9. Hukuk Dairesi 2022/7450 E. , 2022/8439 K.
MAHKEMESİ :İş Mahkemesi
DAVA TÜRÜ : ALACAK
Taraflar arasında İlk Derece Mahkemesinde görülen ve istinaf incelemesinden geçen alacak davasında verilen karar hakkında yapılan temyiz incelemesi sonucunda, Dairece ... Bölge Adliye Mahkemesi 7. Hukuk Dairesi kararının kaldırılmasına ve İlk Derece Mahkemesi kararının bozulmasına karar verilmiştir.
İlk Mahkemesince bozmaya uyularak yeniden yapılan yargılama sonucunda; davanın kısmen kabulüne karar verilmiştir.
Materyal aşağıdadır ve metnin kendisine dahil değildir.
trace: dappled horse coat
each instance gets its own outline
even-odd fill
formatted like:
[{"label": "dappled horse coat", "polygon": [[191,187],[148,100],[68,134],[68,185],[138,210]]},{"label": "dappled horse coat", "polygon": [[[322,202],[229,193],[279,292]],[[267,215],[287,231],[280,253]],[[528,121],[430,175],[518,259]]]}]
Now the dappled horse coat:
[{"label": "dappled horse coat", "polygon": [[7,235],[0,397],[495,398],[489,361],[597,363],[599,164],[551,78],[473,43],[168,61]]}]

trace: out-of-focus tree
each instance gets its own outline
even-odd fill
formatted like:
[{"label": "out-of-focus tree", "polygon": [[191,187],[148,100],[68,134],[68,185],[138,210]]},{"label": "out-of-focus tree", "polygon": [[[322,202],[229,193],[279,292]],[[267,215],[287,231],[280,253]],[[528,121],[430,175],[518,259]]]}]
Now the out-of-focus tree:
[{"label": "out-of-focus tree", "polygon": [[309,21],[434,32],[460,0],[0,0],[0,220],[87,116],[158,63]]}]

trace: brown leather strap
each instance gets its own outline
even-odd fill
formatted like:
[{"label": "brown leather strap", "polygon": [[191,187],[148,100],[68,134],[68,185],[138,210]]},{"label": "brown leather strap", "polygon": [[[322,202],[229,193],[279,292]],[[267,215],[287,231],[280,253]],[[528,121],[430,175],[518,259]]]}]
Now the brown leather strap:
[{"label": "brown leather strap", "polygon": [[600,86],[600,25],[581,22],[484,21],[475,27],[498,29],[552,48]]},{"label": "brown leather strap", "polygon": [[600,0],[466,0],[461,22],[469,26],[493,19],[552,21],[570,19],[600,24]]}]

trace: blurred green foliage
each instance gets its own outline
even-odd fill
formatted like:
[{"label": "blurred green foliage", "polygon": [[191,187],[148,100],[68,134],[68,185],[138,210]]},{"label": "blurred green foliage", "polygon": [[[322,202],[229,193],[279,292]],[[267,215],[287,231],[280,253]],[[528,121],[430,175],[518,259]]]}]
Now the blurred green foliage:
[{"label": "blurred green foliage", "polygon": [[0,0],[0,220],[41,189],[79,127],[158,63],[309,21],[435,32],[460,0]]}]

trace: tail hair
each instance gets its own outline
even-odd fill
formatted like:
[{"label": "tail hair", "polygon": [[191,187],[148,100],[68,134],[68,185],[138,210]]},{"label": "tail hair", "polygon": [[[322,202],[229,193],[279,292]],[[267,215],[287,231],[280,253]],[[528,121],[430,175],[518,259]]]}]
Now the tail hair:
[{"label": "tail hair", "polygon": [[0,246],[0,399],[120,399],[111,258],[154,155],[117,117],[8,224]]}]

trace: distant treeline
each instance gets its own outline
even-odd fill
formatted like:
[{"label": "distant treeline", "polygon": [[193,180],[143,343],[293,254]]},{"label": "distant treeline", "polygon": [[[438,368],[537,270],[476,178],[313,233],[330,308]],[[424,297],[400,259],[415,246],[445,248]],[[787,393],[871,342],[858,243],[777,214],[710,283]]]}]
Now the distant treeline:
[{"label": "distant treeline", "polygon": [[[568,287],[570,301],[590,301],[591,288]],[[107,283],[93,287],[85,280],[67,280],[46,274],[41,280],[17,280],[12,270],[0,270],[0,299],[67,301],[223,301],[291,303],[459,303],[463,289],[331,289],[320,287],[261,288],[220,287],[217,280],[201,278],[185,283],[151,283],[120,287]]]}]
İlk Derece Mahkemesi kararı taraf vekillerince temyiz edilmekle; kesinlik, süre, temyiz şartı ve diğer usul eksiklikleri yönünden yapılan ön inceleme sonucunda temyiz dilekçelerinin kabulüne karar verildikten sonra, dosyadaki belgeler incelenip gereği düşünüldü:
I. DAVA
Davacı vekili dava dilekçesinde; davalı ... işyerlerinde çalışan müvekilininin Yargıtay denetiminden geçerek kesinleşen mahkeme kararı ile davalı Kurumun işçisi olduğu tespit edilerek toplu iş sözleşmesinden ...n bir dönem fark alacaklarının hüküm altına alındığını, buna rağmen davalı işverenin hüküm altına alınan dönemden sonraki toplu iş sözleşmesinden kaynaklanan fark alacaklar ile 2008 yılından itibaren ilave tediye alacaklarının ödenmediğini belirterek fazlaya ilişkin hakları saklı kalmak kaydıyla ilave tediye, ücret farkı, fazla çalışma ücreti farkı ile, toplu iş sözleşmesinin 66, 76, 77 ve 78 inci maddelerinden ...n ek ödeme, yemek ve koruyucu madde yardımı, sosyal yardım ve yıpranma primi alacaklarının davalıdan tahsilini talep etmiştir.
II. CEVAP
Davalı vekili cevap dilekçesinde; zamanaşımı def'inde bulunarak davacının müvekkili İdare tarafından mevzuata uygun şekilde yapılan ihaleler sonucu imzalanan hizmet alım sözleşmeleri uyarınca iş üstlenen yüklenici firmalar bünyesinde çalıştığını, davacı ile müvekkili İdare arasında işçi işveren ilişkisinin bulunmadığını ve davacının ilave tediye ve toplu iş sözleşmesinden kaynaklanan haklardan yararlanamayacağını savunarak davanın reddini istemiştir.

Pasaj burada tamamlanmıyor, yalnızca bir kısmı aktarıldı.